In the post-”Inception” age of science fiction, there’s a new standard for philosophical, thought-provoking storytelling in big studio films of the genre. “The Adjustment Bureau,” the latest movie adaptation of one of legendary author Philip K. Dick’s short stories, not only lives up to this standard but even exceeds it in some regards as it asks the question, “Can free will overcome the power of fate?” Surprisingly, the film accomplishes the inconceivable feat of delivering a romantic adventure that’s actually — gasp! — intellectually-stimulating.
Hollywood everyman Matt Damon leads in another role for which he’s perfectly suited, as up-and-coming politician David Norris, a man destined for great things. Yet after losing the race for a seat in the senate, David’s overwhelming personal defeat shifts towards a hopeful future as he meets the girl of his dreams, Elise (Emily Blunt) — a brief encounter which inspires him to give the speech of his life.
But he was only supposed to see her once. When the Adjustment Bureau (a mysterious group of men in suits and fedoras who make sure everything happens according to “the plan”) fails to stop David from running into her again and falling for her, they must directly intervene with his life. David learns how these “adjusters” work — moving behind the scenes making sure everyone stays in line with the plan laid out for them. Unwilling to accept a life without the woman he loves, David devotes himself to diverging from his plan to instead be with Elise — a choice of free will that the fate-enforcing adjusters will do everything possible to prevent him from fulfilling.
Philip K. Dick adaptations have a spotty track record, from sci-fi at its provocative best (“Blade Runner,” “Minority Report”) to dumbed-down gimmickry (“Paycheck,” “Next”) and even absurd experimental oddity (“A Scanner Darkly”); thankfully this one falls squarely into the first category. Writer/director George Nolfi deftly integrates the unique love story into this world controlled by the Adjustment Bureau, raising profound questions that make viewers think while simultaneously providing character-driven escapist fare with a pleasant dose of humor, too.

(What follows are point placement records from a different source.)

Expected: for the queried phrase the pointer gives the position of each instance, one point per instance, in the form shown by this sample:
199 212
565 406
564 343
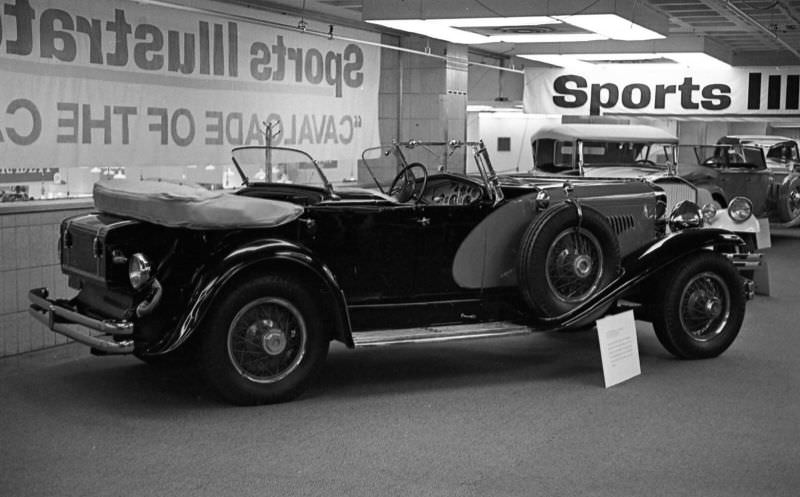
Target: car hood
622 172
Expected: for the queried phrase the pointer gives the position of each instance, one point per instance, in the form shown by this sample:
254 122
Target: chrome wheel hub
274 341
583 266
267 340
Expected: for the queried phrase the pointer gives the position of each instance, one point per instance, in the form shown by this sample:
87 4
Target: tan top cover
189 206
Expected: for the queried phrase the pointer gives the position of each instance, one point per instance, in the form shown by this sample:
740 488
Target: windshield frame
669 147
268 170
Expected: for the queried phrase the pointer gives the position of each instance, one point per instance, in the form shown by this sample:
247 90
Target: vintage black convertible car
257 283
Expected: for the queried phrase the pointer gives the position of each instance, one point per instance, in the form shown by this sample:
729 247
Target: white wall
489 126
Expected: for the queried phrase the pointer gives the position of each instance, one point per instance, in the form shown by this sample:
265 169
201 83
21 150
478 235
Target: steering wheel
405 186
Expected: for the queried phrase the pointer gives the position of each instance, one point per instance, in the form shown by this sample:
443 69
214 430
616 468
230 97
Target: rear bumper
745 261
109 336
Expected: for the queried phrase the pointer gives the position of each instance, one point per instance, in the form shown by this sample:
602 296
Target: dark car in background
782 159
643 152
255 284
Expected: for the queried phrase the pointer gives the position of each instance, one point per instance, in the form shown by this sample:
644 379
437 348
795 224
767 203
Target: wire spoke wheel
699 306
704 306
574 265
267 340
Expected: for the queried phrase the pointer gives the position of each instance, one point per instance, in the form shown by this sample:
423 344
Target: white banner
671 90
119 83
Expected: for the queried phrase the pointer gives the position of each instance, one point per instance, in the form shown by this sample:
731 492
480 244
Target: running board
443 333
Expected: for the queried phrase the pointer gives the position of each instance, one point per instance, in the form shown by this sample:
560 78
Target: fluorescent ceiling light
611 26
595 27
660 59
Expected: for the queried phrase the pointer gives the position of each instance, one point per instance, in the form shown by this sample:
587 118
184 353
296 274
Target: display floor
525 416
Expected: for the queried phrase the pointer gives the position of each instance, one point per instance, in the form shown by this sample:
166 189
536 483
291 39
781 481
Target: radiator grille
677 191
620 224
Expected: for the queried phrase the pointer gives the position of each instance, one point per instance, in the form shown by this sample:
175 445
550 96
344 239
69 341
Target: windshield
278 165
746 156
385 162
606 154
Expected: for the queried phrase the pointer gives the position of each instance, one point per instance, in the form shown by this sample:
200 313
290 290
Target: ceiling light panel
469 31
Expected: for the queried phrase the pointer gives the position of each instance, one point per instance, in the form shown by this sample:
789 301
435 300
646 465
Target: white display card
619 349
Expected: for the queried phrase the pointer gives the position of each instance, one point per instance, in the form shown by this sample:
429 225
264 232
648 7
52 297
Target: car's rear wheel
699 308
264 343
789 200
566 258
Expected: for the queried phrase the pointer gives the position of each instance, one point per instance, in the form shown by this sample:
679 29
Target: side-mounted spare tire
789 199
567 255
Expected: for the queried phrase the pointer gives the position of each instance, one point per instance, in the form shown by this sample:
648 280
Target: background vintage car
730 170
783 161
635 151
255 284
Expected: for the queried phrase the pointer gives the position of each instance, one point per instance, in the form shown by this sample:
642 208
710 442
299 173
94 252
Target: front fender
646 262
254 256
724 221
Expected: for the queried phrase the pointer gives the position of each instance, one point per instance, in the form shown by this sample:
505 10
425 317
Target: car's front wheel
264 342
700 307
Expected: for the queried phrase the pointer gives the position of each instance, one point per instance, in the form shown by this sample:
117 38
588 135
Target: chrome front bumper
79 327
747 262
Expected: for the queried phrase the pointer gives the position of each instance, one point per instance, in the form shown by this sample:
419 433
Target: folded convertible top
189 206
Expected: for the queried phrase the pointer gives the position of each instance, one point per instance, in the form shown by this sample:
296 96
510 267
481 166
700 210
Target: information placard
619 349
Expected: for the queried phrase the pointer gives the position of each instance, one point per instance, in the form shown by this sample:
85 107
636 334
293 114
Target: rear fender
257 256
646 262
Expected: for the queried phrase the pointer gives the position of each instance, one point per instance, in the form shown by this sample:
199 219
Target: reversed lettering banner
119 83
671 90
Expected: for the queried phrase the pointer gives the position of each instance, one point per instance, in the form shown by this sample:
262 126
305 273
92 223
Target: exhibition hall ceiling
740 32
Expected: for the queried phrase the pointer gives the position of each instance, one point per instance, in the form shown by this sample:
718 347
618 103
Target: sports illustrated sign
729 91
119 83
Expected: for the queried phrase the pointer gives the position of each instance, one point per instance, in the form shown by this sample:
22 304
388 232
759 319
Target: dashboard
451 190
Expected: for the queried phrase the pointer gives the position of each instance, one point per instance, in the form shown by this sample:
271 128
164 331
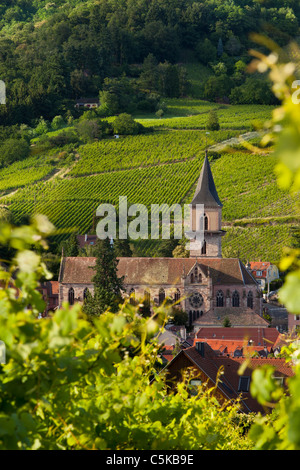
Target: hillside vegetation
160 167
158 68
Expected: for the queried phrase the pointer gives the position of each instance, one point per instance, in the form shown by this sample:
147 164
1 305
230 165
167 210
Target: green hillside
67 184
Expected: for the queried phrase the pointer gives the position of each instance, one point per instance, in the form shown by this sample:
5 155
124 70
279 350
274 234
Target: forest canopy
52 53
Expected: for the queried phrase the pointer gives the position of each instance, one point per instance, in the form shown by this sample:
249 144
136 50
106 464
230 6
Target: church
205 285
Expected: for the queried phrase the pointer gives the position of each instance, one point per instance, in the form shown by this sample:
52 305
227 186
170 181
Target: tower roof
206 192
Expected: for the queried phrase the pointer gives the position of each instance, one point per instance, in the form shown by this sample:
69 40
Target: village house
203 364
208 287
264 272
49 291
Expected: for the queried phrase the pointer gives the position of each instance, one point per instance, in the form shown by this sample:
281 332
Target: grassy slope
164 167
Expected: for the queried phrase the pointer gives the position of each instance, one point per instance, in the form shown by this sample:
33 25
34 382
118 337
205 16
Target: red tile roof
158 271
259 336
238 317
210 364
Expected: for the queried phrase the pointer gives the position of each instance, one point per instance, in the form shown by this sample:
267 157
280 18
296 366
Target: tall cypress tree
107 284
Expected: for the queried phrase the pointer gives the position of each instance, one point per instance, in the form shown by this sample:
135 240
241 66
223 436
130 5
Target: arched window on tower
161 296
146 299
250 300
71 296
85 293
220 298
205 222
235 299
177 295
132 296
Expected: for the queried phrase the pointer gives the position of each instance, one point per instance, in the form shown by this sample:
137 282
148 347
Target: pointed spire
206 192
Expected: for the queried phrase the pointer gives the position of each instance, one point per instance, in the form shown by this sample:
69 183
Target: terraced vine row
70 203
145 150
240 117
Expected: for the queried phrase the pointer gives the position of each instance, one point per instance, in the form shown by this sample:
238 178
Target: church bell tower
209 222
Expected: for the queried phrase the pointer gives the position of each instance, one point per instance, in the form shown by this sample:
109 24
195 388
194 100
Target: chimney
200 348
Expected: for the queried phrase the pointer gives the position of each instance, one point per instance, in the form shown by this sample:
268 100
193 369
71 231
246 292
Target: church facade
205 285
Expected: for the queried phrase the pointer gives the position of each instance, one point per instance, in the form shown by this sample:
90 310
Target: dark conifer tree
107 284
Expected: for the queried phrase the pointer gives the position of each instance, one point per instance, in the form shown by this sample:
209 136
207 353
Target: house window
235 299
250 300
279 381
220 298
161 296
71 296
244 383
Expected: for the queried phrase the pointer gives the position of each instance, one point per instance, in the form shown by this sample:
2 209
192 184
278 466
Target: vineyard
161 167
238 117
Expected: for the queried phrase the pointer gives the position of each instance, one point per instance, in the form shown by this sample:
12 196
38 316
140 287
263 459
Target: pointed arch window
250 300
132 296
71 296
205 222
235 299
177 295
220 298
147 298
161 296
85 293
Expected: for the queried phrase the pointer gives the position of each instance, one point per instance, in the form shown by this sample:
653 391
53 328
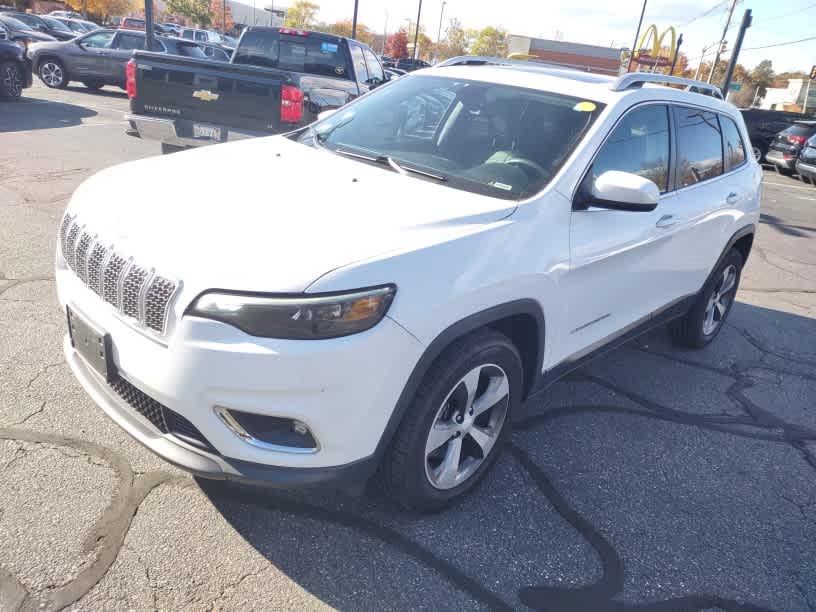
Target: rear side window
640 145
699 146
734 147
309 54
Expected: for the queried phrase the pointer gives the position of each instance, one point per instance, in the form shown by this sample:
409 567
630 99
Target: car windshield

Nolfi examines the totality of fate and the extent of our free will, the ripple effect that seemingly insignificant actions or decisions can cause and the search for love juxtaposed against the dream of success and achievement. It’s refreshing to experience such deep themes implemented into such a crowd-pleasing story. And while it feels like there are some inconsistencies in the plot early on, those are ironed out and make sense later, actually highlighting more of the numerous details which reveal how the world of the adjusters affects our own.
However, the very beginning of the movie feels trite and silly with a cliché montage and some wooden acting from the adjusters. David soon meets Elise though, and from that point on the sparks fly and it’s all smooth sailing. Damon has proven himself over and over again to be one of the most engaging and capable actors working today, always an immensely likable leading man. Here he brings his trademark charm, sensitivity and drive to light up the screen.
Blunt, on the other hand, tends to demonstrate commendable acting skill but lacks an appealing charisma in a number of her roles. But not to worry, here she radiates with a newfound warmth and elegance, and the dynamic chemistry between her and Damon turns out to be one of the most enjoyable aspects of the film.
The adjusters give pretty entertaining performances as well, despite being more mechanical characters. John Slattery of TV’s “Mad Men” leads the team following David, injecting just enough wit and personality into his assured authority to command respect but still make funny quips occasionally. Alternatively, David’s original adjuster Anthony Mackie plays the sympathetic enemy role, which he is unable to elevate beyond more than the nice wimp of the adjusters. It’s the intimidating Terence Stamp who fares best though, portraying the grizzled veteran in the bureau brought out of retirement to “fix” David’s case with ruthless efficiency.
Comparisons to “Inception” are to be expected due to some similarities between Damon’s character and Leonardo DiCaprio’s in that far more weighty thriller, but “The Adjustment Bureau” bears a lot more likeness to the “Matrix” series and the lesser-seen “The Box.” The adjusters move around the city using shortcut gateways provided by doors that can magically transport them all over town, a visual concept taken straight from “The Matrix Reloaded” but put to much better use here. This makes for several thrilling chase sequences that flow with suspenseful adrenaline and exhibit plenty of breathtaking locations around NYC, in addition to showcasing some dazzling cinematography and subtle but awesome special effects.
Smart, low-key sci-fi doesn’t get much more accessible than “The Adjustment Bureau.” Fascinating concepts, a compelling story and a developed world within it challenge the intellectual filmgoer, while a sweeping romance, strong characters and a quick pace can satisfy those simply looking for a worthy adjustment to their weekend plans.